Persistent organic pollutants (POPs) are long-lasting carbon-based chemicals that can build up in living organisms and spread through land, air or sea, the European Commission informed in a report on Thursday.

Global controls include the Aarhus Protocol, in effect since 1998, and the Stockholm Convention, in force since 2004, it added.

Some POPs, including polychlorinated biphenyls (PCBs) and polybrominated diphenyl ethers (PBDEs), have been granted temporary exemptions for use in certain industrial components, and can still enter the environment.

Waste containing POPs can also accumulate after bans take effect, and PCB-contaminated materials and wastes have been estimated at 17 million tonnes globally.

The research examined a 30-kilometre stretch of coastline around Aliağa, which hosts some of the world’s largest shipbreaking yards as well as heavy ship traffic and nearby industrial activity including petroleum, petrochemical, iron-steel and power plant operations.

The researcher tested surface sediments collected in May 2023 for 46 types of PCB and 23 PBDEs.

Higher concentrations found near shipbreaking yards

PBDEs were identified in sediments at shipbreaking yards for the first time, the researchers said in the study cited by Commission.

In most samples, concentrations of both PCBs and PBDEs exceeded guidelines drawn from the Canadian Environmental Protection Act, 1999.
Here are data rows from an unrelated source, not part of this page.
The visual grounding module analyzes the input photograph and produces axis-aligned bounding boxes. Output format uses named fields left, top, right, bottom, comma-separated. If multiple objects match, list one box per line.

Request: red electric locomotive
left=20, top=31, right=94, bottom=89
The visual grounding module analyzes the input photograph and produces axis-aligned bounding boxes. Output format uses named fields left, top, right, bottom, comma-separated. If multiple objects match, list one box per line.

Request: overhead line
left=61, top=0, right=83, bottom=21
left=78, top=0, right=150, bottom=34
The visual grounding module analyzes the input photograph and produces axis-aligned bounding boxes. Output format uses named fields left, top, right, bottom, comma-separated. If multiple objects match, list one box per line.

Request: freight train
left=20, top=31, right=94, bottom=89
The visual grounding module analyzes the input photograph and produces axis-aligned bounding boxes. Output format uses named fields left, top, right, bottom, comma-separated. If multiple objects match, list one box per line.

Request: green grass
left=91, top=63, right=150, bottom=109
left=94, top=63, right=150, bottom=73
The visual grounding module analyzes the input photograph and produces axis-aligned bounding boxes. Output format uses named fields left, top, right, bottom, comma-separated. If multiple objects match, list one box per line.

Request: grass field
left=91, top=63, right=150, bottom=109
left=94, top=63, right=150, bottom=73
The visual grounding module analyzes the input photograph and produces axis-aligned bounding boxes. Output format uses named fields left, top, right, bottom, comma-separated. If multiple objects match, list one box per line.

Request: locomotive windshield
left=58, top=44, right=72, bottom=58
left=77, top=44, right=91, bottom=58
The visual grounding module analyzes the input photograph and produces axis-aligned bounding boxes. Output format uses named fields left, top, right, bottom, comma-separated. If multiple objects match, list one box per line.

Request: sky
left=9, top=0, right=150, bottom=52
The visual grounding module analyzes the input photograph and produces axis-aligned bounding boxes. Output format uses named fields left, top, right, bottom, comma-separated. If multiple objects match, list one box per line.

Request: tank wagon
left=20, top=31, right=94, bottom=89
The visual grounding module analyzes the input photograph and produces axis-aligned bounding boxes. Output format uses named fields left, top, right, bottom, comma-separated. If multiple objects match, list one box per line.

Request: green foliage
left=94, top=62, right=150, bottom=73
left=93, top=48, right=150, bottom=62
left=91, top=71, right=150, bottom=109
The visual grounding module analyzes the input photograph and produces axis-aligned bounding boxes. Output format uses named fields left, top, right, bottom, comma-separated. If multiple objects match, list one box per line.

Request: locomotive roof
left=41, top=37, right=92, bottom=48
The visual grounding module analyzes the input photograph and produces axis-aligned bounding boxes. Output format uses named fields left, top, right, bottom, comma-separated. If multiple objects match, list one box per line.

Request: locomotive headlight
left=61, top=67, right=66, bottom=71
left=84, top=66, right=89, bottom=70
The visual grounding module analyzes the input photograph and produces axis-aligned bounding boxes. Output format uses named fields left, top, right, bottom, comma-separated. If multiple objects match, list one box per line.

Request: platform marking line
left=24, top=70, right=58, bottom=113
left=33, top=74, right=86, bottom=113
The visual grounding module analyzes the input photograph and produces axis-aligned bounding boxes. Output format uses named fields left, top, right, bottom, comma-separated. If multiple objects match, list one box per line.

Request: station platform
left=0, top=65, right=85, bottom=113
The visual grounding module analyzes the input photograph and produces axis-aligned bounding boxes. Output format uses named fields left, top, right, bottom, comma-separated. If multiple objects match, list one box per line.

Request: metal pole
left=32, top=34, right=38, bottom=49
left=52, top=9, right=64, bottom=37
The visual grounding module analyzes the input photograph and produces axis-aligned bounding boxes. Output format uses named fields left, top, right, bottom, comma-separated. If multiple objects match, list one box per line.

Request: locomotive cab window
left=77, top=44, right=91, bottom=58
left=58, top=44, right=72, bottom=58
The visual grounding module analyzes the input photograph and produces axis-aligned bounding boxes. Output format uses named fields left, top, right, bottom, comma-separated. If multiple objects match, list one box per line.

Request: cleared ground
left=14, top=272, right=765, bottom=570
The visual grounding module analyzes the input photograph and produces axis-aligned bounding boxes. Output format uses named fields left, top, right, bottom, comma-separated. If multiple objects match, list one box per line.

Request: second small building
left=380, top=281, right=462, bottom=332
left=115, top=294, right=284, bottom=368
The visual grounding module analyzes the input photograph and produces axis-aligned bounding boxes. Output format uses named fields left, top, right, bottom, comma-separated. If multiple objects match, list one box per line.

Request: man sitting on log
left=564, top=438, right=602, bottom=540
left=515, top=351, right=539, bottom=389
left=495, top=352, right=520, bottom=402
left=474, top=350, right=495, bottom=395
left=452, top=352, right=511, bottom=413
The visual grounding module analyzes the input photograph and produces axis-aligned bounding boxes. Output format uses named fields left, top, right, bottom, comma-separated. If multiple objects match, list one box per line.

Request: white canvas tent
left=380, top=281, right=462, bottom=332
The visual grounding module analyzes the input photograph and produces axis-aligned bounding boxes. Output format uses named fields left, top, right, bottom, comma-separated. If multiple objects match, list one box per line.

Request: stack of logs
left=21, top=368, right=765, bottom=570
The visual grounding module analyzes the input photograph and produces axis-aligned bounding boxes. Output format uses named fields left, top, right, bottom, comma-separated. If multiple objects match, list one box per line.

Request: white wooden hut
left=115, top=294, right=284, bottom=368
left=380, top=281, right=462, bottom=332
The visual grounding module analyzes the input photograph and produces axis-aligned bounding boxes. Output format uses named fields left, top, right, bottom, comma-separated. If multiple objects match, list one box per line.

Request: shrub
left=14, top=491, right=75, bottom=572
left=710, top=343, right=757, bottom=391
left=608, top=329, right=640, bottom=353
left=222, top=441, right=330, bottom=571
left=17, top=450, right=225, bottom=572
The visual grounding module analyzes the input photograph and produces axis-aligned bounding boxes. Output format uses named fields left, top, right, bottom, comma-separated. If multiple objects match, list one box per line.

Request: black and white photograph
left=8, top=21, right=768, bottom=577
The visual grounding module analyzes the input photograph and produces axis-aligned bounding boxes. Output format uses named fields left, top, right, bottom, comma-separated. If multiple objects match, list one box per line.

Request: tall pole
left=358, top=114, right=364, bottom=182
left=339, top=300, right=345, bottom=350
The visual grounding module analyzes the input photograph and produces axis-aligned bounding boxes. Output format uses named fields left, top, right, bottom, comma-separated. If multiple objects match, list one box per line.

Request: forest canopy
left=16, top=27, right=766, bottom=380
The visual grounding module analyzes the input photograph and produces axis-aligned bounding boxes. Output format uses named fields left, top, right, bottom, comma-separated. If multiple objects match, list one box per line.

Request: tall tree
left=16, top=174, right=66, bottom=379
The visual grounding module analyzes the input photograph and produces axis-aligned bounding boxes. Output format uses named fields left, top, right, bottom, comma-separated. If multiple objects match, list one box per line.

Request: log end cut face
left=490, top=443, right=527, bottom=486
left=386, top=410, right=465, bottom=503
An ecological risk evaluation based on EU technical guidance found that levels of some chemicals posed moderate to high risks to benthic ecosystems — organisms living on or near the sea floor.

Sediments from Nemrut Bay, where land-based industrial activity is more abundant, had higher concentrations than those from Aliağa Bay, while samples from shipbreaking yards recorded the highest concentrations and those near beaches the lowest.

Higher-chlorinated PCBs were linked with shipbreaking, while lower-chlorinated PCBs and PBDEs were linked with land-based industrial emissions and urban run-off.

Compared with studies from about a decade earlier in the same area, concentrations of six indicator PCBs increased from 125–669 nanograms per gram to 152–1,591 nanograms per gram, the study found.

Earlier research from 2009 reported PCB concentrations of 2.7–2,450 nanograms per gram — around half of those observed in the latest sampling.

The study was authored by H. Demirtepe and published in "Environmental Pollution" in 2025, with sampling carried out in May 2023.